Due sicari rispondono alle domande di un interrogatorio. Sbruffone l’uno, impacciato l’altro, entrambi cercano goffamente di non compromettersi nell’indagine sulla morte misteriosa di Laerte in terra di Francia. “’Sti due disgraziati”, battibeccando in toscano e dialetto napoletano, si rimbrottano l’un l’altro nell’addurre spiegazioni e alibi confusi. Il risultato è un’ammissione involontaria. Il caso che viene svelandosi è un intrigo di portata internazionale che sposta l’azione in Norvegia e in Danimarca. La brutta faccenda nella quale si scoprono invischiati è quella dei celebri intrighi avvolgono Elsinore e il suo principe Amleto. I due balordi criminali, pedine di un gioco più grande di loro, sono gli inconsapevoli e inconsulti motori dell’intera vicenda.
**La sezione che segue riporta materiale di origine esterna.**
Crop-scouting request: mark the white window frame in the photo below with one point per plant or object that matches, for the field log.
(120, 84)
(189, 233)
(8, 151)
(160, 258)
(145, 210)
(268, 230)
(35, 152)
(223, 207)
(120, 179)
Il dramma di Shakespeare ci viene raccontato da una prospettiva laterale decisa a smascherare la seriosità della tradizione, ridisegnando il classico con i tratti comici e scanzonati di un thriller spassoso.

Perché vederlo?
Per apprezzare l’intelligenza della parodia di Guerrieri cucita sull’originale shakespeariano: la compagnia ha fatto della contaminazione fra classici e teatro popolare il cuore creativo della propria lunga carriera sull’esempio di Leo de Berardinis, per loro mentore e fonte di ispirazione. Anche adulti e bambini che non abbiano ancora letto o che non ricordino nel dettaglio le pagine di Shakespeare avranno l’occasione di farne una divertente esperienza: la spontaneità dei personaggi permette un fruttuoso e agevole accesso al coinvolgimento nel gioco del comico.